Deciphering the Heretics to the East

For nearly 300 years, until the mid-17th century, the Ottoman Empire operated a tribute system known as devshirme—the “collecting.” Army officers would descend on the villages of Anatolia and the Balkans and remove male, Christian children as young as 8. Enslaved, forcibly converted to Islam and discouraged from marriage, the boys would receive rigorous physical training and form the ranks of the Janissaries, an elite corps of soldiers directly serving the Ottoman sultan. A few would rise to positions of power, and thus some families paid bribes to secure entry into the system for their male children. For many other families, however, devshirme was viewed as a catastrophe; they did what they could to resist such brutal seizure, including the arrangement of childhood marriages and even disfigurement. Across Christendom, devshirme was considered perhaps the most notorious manifestation of Ottoman despotism.

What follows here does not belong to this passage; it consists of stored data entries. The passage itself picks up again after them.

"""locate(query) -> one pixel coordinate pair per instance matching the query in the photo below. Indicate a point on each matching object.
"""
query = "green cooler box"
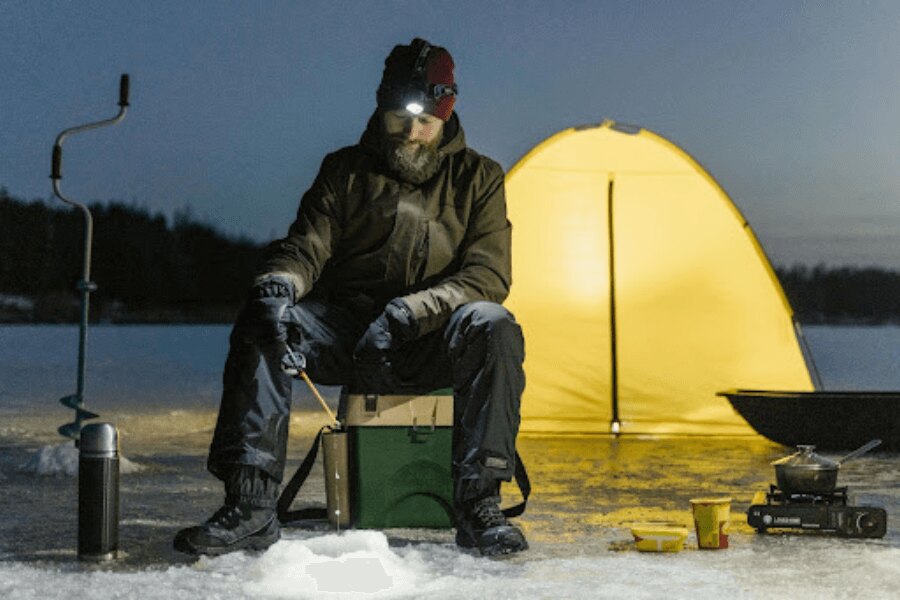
(400, 455)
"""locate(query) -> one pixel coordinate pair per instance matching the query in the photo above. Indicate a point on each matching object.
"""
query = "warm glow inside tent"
(641, 290)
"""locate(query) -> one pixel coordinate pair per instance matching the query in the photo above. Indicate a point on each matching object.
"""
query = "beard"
(415, 162)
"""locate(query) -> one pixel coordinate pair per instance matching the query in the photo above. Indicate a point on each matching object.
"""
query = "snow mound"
(355, 563)
(62, 459)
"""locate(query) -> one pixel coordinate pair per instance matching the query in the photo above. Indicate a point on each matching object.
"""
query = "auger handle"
(123, 90)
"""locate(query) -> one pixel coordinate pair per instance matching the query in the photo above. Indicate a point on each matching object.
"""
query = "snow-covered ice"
(160, 386)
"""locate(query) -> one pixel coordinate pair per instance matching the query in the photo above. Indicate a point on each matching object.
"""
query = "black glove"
(293, 362)
(263, 315)
(395, 326)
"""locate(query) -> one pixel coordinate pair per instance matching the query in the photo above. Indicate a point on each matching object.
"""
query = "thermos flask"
(98, 492)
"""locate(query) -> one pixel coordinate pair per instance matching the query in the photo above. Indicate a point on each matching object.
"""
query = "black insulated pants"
(479, 353)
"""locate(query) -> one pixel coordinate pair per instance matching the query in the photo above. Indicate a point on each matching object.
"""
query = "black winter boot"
(481, 524)
(247, 521)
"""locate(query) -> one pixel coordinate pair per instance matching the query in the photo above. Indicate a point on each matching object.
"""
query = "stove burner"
(827, 513)
(777, 496)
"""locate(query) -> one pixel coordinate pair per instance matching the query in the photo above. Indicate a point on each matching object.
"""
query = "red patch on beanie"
(440, 71)
(404, 74)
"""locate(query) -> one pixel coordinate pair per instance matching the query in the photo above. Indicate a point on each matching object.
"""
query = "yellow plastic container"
(659, 537)
(711, 519)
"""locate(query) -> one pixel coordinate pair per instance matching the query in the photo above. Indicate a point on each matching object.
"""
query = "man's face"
(410, 144)
(403, 127)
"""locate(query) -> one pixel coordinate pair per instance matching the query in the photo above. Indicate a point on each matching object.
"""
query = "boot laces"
(487, 510)
(228, 516)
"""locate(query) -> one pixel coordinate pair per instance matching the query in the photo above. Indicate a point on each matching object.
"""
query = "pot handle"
(860, 451)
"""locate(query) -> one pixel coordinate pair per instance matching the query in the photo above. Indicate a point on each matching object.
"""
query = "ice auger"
(85, 286)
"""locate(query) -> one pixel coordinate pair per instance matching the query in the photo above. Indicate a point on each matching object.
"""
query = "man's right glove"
(263, 316)
(393, 327)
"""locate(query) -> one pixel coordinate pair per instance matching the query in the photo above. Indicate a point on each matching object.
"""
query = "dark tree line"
(843, 294)
(147, 269)
(151, 271)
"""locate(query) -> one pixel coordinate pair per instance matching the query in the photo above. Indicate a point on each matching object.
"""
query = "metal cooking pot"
(806, 472)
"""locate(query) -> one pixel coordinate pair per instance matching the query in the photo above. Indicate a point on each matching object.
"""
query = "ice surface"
(160, 385)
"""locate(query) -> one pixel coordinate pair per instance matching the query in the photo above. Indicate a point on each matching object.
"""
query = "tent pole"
(615, 425)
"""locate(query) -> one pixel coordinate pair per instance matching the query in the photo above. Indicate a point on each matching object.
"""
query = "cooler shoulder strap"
(293, 487)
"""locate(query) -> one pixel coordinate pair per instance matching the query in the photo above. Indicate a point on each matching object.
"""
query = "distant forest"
(152, 271)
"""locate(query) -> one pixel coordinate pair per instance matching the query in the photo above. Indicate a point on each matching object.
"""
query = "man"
(389, 280)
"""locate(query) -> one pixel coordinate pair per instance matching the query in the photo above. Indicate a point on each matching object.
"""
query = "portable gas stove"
(828, 513)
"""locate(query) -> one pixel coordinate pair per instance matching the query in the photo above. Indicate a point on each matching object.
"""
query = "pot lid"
(805, 458)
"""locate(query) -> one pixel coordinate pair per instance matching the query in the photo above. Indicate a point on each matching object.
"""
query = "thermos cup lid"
(99, 440)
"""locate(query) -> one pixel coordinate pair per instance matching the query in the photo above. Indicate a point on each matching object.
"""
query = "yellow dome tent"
(641, 290)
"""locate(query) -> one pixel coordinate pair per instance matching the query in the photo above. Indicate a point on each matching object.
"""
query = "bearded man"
(391, 280)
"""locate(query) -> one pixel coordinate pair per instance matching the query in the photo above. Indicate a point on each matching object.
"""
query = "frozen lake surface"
(160, 386)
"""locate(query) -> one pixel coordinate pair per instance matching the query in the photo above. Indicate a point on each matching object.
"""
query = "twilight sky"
(794, 107)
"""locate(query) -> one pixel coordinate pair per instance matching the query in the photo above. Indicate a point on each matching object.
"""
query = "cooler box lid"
(376, 410)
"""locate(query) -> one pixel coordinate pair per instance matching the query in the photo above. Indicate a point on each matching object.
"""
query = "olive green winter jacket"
(363, 236)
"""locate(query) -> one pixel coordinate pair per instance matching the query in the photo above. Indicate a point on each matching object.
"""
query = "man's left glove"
(393, 327)
(263, 317)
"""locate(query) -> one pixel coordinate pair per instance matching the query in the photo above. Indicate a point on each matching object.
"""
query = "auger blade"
(83, 415)
(70, 430)
(73, 401)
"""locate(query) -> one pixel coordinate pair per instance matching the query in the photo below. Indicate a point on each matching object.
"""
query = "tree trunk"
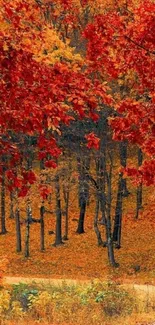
(109, 237)
(11, 206)
(139, 187)
(58, 238)
(27, 239)
(123, 160)
(97, 232)
(18, 231)
(66, 193)
(80, 229)
(118, 213)
(83, 193)
(27, 232)
(3, 225)
(42, 230)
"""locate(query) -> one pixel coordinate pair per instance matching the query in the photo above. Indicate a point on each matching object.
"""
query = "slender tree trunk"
(109, 237)
(18, 231)
(139, 195)
(123, 160)
(27, 232)
(3, 216)
(97, 232)
(118, 213)
(58, 238)
(66, 193)
(27, 239)
(11, 206)
(80, 229)
(83, 195)
(42, 230)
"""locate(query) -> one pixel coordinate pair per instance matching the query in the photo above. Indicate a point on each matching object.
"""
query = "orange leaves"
(93, 141)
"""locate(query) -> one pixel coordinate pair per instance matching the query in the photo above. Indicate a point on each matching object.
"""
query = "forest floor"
(80, 257)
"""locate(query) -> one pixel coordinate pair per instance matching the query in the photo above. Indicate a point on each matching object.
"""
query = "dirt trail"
(146, 293)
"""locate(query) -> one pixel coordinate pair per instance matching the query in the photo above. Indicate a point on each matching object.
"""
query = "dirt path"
(145, 293)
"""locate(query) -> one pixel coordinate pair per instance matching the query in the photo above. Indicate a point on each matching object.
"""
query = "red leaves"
(50, 163)
(144, 174)
(23, 191)
(93, 141)
(44, 191)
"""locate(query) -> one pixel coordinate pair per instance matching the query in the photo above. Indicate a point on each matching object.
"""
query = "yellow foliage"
(4, 302)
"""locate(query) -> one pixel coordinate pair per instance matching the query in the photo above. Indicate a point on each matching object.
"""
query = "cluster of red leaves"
(93, 141)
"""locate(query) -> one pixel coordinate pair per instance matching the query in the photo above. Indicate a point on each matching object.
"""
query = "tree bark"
(97, 231)
(18, 231)
(118, 213)
(58, 232)
(27, 232)
(123, 160)
(3, 214)
(83, 193)
(42, 230)
(109, 237)
(11, 206)
(139, 193)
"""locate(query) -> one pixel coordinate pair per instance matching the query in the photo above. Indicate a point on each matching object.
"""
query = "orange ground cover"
(80, 257)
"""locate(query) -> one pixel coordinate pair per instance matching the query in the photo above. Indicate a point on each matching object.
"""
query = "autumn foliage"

A few Christian observers, however, counseled imitation rather than outrage. One was Scipione Ammirato, a 16th-century Florentine historian and servant of the Medici. Ammirato surveyed the Ottomans, then threatening Europe, with a mixture of loathing and awe. He pleaded with the leaders of Christendom to redouble their military efforts against the infidels. Indeed, he urged the creation of “a holy militia” manned by poor, 10-year-old boys taken from their parents and reared in the arts of war. Though ignored by Pope Sixtus V, it was an audacious scheme—in essence, a Catholic corps of Janissaries.